1. `image_size`: The first two values are set by the dimension of the images you've generated, but the final axis must always have dimension 1. Note that the `.npy` files that are saved by paltas are only two dimensional for now, but the `train_model.py` pipeline will add the third dimension to be compatible with the model architecture.
2. `learning_params`: This is a list of the parameters in `metadata.csv` that you want the model to predict. The name of the parameter is defined by the object it is associated to and the name of that parameter for that object. For example, if we wanted to predict `center_x` for the source we would add `source_center_x` to the list.
3. `npy_folders_train`: This should just be a list of the paths to all the training folders from which training examples will be pulled. If you have a very large training set (>10k images) it's best to divide the images among multiple folders. If there is only one training folder than this can be a list of length 1. 
4. `kwargs_detector`: The training pipeline allows for noise generation on the fly for noiseless images. This functionality is a little limited, but it allows the user to specify the same `kwargs_detector` in the config file passed to `generate.py`. Note this cannot conduct drizzling or PSF convolution, that must be done at the time of dataset generation.
5. `loss_function`: Currently this accepts three options -- `mse` which will result in a network trained to return the maximum likelihood estimate, `diag` which will result in a network trained to predict a diagonal covariance matrix, and `full` which will result in a network trained to predict a full covariance matrix.

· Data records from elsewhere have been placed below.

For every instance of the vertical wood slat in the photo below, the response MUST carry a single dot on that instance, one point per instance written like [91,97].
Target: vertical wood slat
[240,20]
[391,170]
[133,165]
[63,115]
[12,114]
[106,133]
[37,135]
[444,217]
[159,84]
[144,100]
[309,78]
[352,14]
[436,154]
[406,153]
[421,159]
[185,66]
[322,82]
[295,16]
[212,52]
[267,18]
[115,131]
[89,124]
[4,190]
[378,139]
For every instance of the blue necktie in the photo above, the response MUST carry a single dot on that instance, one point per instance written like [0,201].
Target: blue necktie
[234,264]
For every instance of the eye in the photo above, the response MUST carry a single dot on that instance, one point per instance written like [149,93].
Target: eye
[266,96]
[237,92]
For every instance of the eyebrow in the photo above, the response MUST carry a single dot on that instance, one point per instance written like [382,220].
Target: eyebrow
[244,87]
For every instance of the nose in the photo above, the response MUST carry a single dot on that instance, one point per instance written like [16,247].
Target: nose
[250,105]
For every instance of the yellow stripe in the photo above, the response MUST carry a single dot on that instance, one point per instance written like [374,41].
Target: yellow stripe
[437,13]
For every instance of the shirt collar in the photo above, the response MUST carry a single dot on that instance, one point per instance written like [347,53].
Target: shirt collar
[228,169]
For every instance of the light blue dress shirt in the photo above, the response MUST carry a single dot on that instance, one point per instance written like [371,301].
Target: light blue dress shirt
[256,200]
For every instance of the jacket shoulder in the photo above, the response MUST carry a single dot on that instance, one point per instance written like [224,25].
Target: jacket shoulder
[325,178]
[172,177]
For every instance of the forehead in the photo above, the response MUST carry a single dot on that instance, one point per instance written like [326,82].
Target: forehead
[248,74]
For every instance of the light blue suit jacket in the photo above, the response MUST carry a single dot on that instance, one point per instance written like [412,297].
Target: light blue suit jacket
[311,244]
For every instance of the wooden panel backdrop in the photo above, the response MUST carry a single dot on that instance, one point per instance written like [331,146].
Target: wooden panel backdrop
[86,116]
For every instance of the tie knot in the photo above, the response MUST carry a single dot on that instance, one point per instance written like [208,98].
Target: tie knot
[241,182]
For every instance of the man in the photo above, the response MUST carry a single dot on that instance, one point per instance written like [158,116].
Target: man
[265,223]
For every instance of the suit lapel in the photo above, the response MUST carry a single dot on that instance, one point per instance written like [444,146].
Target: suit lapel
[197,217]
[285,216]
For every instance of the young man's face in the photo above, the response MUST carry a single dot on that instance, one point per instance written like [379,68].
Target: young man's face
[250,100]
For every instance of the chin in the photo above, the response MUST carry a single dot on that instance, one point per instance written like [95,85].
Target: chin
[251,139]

6. `model_type`: The model to use. Only option implemented by default is `xresnet34`, but you can implement your own model in `conv_models` and add the option to `train_model.py`.
7. `model_weights`: The `{epoch:02d}-{val_loss:.2f}` string in the name will be dynamically populated with the epoch and the validation loss. This will cause a new model to be saved at the end of each epoch. If a fixed string is given then the newest model will always overwrite the previous model.